It's been a troubling couple of weeks for Mandriva, but I decided not to report on it since I found it hard to unravel the events leading up to all this. Now, though, the story has come to its (logical) conclusion: now that most of Mandriva's employees have been laid off, they came together and forked Mandriva.
At the danger of getting things wrong, here's a short recap of what's been going on. Edge-IT, a company acquired by Mandriva in 2004, liquidated not too long ago, and most of its employees have either been laid off or left on their own accord, meaning most people working on the distribution are now gone.
Mandriva's plan is to move development on the desktop side of things to emerging countries, while Europe would focus on server development, since Linux is strong on servers over here. This idea didn't set well with the people working on Mandriva's desktop distribution, nor does it sit well with the community.
As a result, the only possible solution they saw was to fork Mandriva Linux, and create a new distribution. "Forking an existing open source project is never an easy decision to make, and forking Mandriva Linux is a huge task," they state in the announcement, "It was not an impulsive decision.

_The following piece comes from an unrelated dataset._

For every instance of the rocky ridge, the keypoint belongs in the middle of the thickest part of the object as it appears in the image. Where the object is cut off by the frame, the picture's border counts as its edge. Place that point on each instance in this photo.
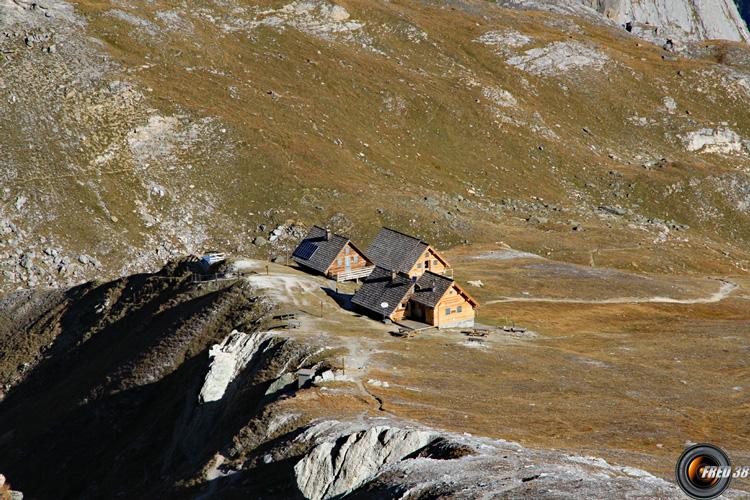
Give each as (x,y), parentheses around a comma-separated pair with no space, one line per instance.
(233,418)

We all spoke a lot before: former employees, Cooker contributors and users' communities. We collected opinions and reactions in the past weeks as we needed to get some kind of global agreement and to gather, before going ahead. We believe a fork is the best solution and we have decided to create a new distribution: Mageia."
Mageia will be a community-developed and backed project, independent from any company's whims. For now, a temporary board of community members is laying the ground work, setting up a not-for-profit organisation, and so on. After their first year, the board will be elected regularly by the community.
An interesting development, surely, and taking Mandriva's utter incompetence over the past decade into account, it's surprising it even took them this long to see the writing on the wall.